As our SAP environment grows and changes, we’re examining new ways to improve our monitoring capabilities and create increased monitoring benefits across the SAP landscape. We’re incorporating predictive analytics into many of our monitoring streams to identify trends and perform predictive root-cause analysis for issues before they become a problem for our users. For example, identifying a sequence of events that frequently result in system downtime will allow us to recognize the event chain early and mitigate the issue quickly. We’re also investigating automation options for on-demand resource scaling, self-healing, and configuration-drift prevention.

Conclusion

We’re continually refining and improving our SAP monitoring solution on Azure.
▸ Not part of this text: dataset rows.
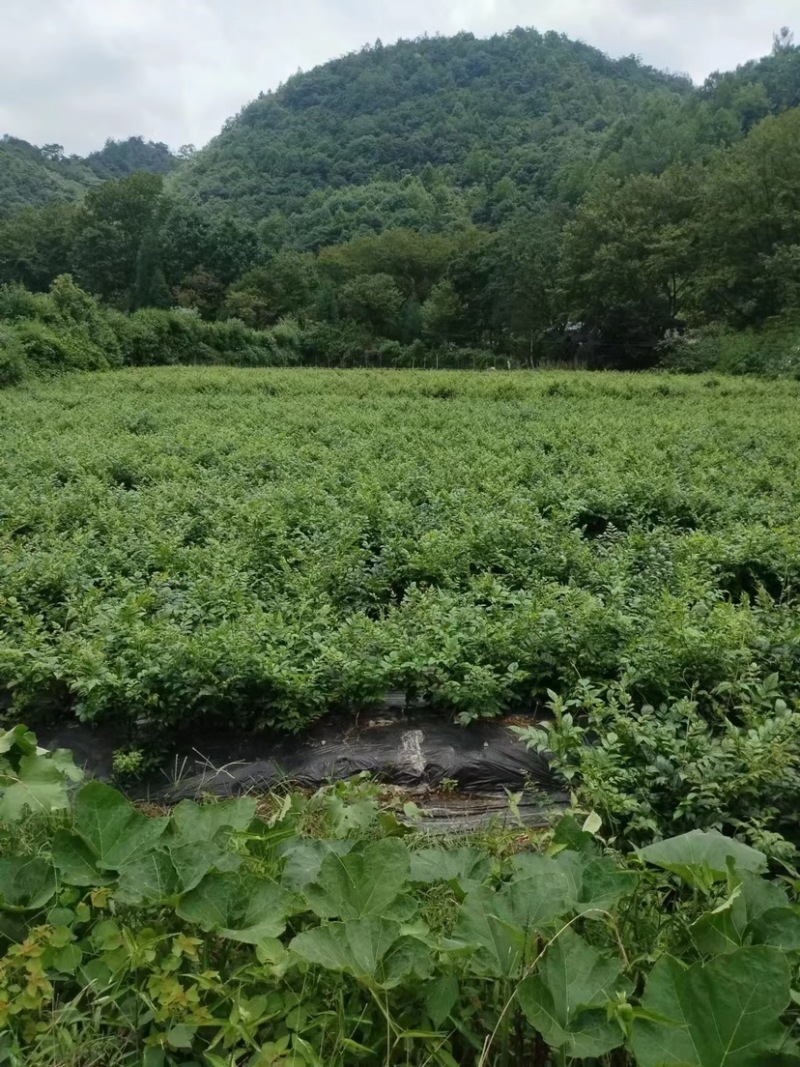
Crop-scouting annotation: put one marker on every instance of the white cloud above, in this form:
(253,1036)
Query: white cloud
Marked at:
(79,70)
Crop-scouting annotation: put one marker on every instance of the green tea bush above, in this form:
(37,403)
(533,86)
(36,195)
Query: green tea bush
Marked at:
(13,364)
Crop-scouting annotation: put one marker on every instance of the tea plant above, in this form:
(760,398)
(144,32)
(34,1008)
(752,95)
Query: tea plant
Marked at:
(182,546)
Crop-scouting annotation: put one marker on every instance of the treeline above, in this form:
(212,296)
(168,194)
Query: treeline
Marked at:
(714,247)
(672,238)
(67,329)
(31,176)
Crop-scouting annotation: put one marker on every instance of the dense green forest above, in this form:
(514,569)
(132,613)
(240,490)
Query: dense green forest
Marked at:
(523,195)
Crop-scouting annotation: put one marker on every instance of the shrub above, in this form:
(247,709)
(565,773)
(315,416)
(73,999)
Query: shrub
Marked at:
(13,364)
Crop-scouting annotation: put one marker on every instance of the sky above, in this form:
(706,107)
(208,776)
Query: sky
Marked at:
(78,72)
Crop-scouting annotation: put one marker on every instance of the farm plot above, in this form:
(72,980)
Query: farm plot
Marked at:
(262,547)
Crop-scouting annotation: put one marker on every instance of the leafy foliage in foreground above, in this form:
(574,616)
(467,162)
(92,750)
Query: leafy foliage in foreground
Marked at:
(328,932)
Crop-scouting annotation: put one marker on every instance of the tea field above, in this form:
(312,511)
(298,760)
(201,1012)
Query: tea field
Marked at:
(266,546)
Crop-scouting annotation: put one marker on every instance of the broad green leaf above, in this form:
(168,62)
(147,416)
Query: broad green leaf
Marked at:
(596,884)
(372,948)
(367,881)
(569,835)
(192,863)
(304,860)
(26,884)
(701,850)
(441,998)
(466,866)
(499,927)
(565,1000)
(246,909)
(355,946)
(150,877)
(75,861)
(111,826)
(755,912)
(38,786)
(19,737)
(201,823)
(722,1014)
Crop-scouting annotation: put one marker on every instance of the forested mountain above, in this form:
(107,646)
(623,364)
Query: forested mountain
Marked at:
(523,195)
(31,176)
(479,117)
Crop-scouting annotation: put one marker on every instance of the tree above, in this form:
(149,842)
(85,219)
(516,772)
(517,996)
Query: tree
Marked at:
(628,260)
(374,301)
(112,224)
(749,212)
(442,312)
(783,41)
(287,285)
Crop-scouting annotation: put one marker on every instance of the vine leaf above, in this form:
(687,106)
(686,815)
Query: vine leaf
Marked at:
(565,1001)
(722,1014)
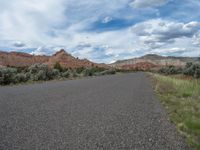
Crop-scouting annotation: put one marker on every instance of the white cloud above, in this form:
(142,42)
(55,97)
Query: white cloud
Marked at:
(158,32)
(107,19)
(147,3)
(53,24)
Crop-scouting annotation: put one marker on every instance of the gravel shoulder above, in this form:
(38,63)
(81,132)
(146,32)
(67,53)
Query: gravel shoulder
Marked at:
(109,112)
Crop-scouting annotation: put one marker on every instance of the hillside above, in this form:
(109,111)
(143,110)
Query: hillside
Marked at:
(18,59)
(152,61)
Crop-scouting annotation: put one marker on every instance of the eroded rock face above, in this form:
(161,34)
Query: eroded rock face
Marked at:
(16,59)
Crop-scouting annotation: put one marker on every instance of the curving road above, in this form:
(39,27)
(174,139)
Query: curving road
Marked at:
(118,112)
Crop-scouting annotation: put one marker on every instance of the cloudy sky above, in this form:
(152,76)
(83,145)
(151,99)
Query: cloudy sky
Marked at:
(101,30)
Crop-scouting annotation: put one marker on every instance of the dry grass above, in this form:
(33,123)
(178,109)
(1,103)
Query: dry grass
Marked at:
(182,101)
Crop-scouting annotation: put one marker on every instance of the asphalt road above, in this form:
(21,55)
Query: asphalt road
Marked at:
(108,113)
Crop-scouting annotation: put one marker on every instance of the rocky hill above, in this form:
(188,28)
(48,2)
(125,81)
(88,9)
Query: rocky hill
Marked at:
(17,59)
(152,61)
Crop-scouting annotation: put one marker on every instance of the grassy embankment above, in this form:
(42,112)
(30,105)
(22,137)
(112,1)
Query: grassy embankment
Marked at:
(182,101)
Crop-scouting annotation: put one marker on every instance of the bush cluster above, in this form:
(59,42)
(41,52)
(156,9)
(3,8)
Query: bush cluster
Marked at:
(190,69)
(41,72)
(171,70)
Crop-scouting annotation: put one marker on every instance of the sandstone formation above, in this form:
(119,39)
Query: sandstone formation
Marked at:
(17,59)
(152,61)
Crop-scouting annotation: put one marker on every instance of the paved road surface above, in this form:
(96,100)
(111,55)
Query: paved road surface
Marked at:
(107,113)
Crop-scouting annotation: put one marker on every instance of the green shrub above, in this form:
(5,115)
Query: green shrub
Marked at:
(66,74)
(80,70)
(192,70)
(21,77)
(171,70)
(7,75)
(58,66)
(108,72)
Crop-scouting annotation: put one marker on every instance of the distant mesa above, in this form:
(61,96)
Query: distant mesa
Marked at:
(153,61)
(18,59)
(146,62)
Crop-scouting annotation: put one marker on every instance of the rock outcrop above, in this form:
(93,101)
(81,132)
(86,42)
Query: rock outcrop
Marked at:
(17,59)
(152,61)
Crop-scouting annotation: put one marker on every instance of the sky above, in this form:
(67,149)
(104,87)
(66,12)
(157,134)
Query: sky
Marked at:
(101,30)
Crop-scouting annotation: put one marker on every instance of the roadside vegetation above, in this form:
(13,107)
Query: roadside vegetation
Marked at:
(190,69)
(181,97)
(41,72)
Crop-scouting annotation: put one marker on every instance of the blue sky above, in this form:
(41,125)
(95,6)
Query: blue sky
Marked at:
(101,30)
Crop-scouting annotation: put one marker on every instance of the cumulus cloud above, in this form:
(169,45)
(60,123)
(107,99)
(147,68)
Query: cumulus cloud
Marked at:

The single-platform solution built on Azure Monitor enables us keep key business users informed of business-process flow, provides a complete assessment of business-process health to our leadership, and helps our engineering teams create a more robust and efficient SAP environment. Telemetry and business-driven monitoring have transformed the visibility into our SAP environment on Azure, and our continuing journey toward deeper business insights, intelligence, and automation is making our entire business better.